When you set out to learn about machine learning you’re usually told about the importance of creating a good training, validation and test set. The training set will seem important (we need a good set of data to train on) the test set will seem important (we need a good, fair way to compare our model to other models) but the validation set… well… it doesn’t seem that important. Students are usually so overwhelmed with other aspects of data science that they simply create their validation set by randomly sampling from the original training set.
Indeed on many of the standard benchmark datasets (CIFAR 10, ImageNet, MNIST etc.) random sampling is a perfectly fine way to create a validation set. The training set and test set come from roughly the same distribution so your randomly sampled validation set is a good proxy for the test set. Typically when your model improves on your validation set, you’ll also see improvements on your test set.
A recurring theme I see on Kaggle competitions is that how you create you validation set actually matters. For starters, let’s take a look at what happens when we don’t put in the effort to create a good validation set.
Kaggle’s Histopathologic Cancer Detection competition was an image recognition competition in which competitors trained models to identify cancer within images. The dataset was created from cross-sections of lymph nodes. Each cross section was divided up into
96x96 images that were labelled:
1if a cancerous tumor was present
In total there were roughly 200,000
96x96 images in the training set and the labels were evenly balanced.
My first approach (guided by years of effective laziness) was to simply create a random validation set using fastai’s
split_by_rand_pct. It had served me well in the past, so it wouldn’t let me down here, right?
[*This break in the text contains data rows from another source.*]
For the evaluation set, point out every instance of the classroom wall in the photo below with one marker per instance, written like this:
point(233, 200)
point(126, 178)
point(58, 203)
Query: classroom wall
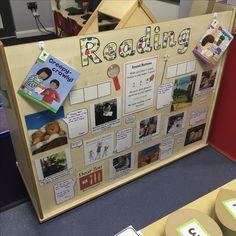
point(24, 21)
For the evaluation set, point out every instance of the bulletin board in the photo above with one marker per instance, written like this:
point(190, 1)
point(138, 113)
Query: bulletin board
point(142, 100)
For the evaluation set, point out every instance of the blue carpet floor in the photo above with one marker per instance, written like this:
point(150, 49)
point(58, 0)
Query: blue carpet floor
point(138, 203)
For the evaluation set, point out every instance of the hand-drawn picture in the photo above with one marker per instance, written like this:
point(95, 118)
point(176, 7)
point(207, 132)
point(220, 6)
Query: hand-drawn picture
point(147, 128)
point(121, 165)
point(194, 134)
point(105, 114)
point(148, 155)
point(98, 148)
point(54, 166)
point(46, 130)
point(207, 80)
point(183, 92)
point(175, 123)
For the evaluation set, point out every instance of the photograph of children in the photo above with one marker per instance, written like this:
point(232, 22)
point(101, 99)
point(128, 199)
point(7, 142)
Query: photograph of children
point(183, 92)
point(147, 129)
point(98, 148)
point(175, 123)
point(148, 155)
point(54, 166)
point(121, 165)
point(194, 134)
point(207, 80)
point(105, 114)
point(46, 130)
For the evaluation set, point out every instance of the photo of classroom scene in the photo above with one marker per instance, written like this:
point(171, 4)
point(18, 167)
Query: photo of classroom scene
point(148, 155)
point(175, 123)
point(105, 112)
point(183, 92)
point(46, 130)
point(194, 134)
point(148, 127)
point(53, 164)
point(122, 162)
point(207, 79)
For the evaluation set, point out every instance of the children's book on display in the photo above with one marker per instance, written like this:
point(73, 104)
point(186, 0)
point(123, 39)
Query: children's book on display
point(48, 82)
point(213, 43)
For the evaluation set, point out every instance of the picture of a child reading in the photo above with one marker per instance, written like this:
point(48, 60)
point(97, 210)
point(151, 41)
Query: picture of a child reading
point(50, 94)
point(35, 81)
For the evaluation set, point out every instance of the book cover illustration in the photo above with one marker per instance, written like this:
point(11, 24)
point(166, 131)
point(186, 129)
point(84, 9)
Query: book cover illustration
point(183, 92)
point(48, 82)
point(213, 43)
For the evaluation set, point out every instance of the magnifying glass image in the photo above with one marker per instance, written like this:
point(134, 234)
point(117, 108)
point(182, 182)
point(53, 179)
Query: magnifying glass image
point(112, 72)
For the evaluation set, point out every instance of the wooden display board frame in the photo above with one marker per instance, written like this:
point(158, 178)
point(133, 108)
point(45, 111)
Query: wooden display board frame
point(125, 13)
point(164, 53)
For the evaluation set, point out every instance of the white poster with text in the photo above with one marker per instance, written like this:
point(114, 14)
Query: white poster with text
point(139, 84)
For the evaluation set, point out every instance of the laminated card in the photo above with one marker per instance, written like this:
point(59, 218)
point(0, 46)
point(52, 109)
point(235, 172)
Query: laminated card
point(213, 43)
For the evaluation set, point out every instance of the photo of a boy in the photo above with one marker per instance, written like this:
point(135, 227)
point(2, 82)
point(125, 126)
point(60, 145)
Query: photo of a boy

Below is a plot of test scores vs. validation scores. Note that as validation score increases, test score does not. There is no clear relationship between the two (except perhaps a slightly negative one).
This is a big problem. Many training approaches use validation score to determine the “best” set of weights for a given model. As it stands, an improvement on our validation score does not guarantee us an improvement on the test score.
While reading the discussion forums on Kaggle I came across SM’s recommendation for a validation set. Instead of sampling randomly, we should group images based on the slide they were taken from and then remove entire slides from our training set. The images from these slides would make up our validation set.
In retrospect this makes sense. Originally we were training our dataset on images that came from the same slides as those in our validation set. When it came time to run our model on the test set we were likely seeing images from slides we’d never seen before.
With our new validation set I decided to re-run my model against the dataset and compare how test score changed as validation score changed:
Clearly the relationship between validation score and test scores is much stronger now that we’ve improved our validation set! When we improve our model locally we can expect that we’ll see an improvement on our leaderboard/test score.